Rosetta’s Onboard Camera Spots Philae Lander Drifting Across the Comet
The European Space Agency released today images showing the journey of the Rosetta spacecraft’s Philae lander as it approached and then rebounded from its first touchdown on Comet 67P/Churyumov–Gerasimenko on Nov. 12, 2014.
The images were taken with Rosetta’s onboard narrow-angle camera and show Philae descending toward and across the comet before touchdown. The image taken after touchdown confirms that the lander was moving east at a speed of about 0.5 meters per second (19 inches per second). The images of Comet 67P were captured when Rosetta was roughly 15.5 kilometers (9 miles) from the comet’s surface.
The narrow-angle camera, along with a wide-angle camera, comprises Rosetta’s Optical, Spectroscopic and Infrared Remote Imaging System (OSIRIS). The OSIRIS camera team includes two University of Maryland astronomers: Michael A’Hearn and Dennis Bodewits.
“The footprints the lander created when it first hit the comet will enable us to estimate the strength of the material at the surface of a comet,” said A’Hearn, a Distinguished University Professor Emeritus of astronomy at UMD.
The images will further the knowledge researchers gained from the Deep Impact mission, which measured (or at least set upper limits) on the strength deeper in the nucleus of a comet. A’Hearn served as principal investigator on the Deep Impact mission.
The final location of Philae is still not known, but researchers are confident that the images and data they have collected will reveal the lander’s whereabouts.

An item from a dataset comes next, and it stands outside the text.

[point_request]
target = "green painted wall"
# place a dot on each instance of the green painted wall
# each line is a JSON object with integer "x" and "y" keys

“We hope to still determine in the next few days where Philae finally ended its journey and knowing that will be crucial for putting the measurements by Philae's instruments in context,” added A’Hearn.
Rosetta’s mission will continue for another year and a half. A’Hearn and Bodewits expect to learn much more from OSIRIS about how the comet works and how it changes as it gets close to the sun.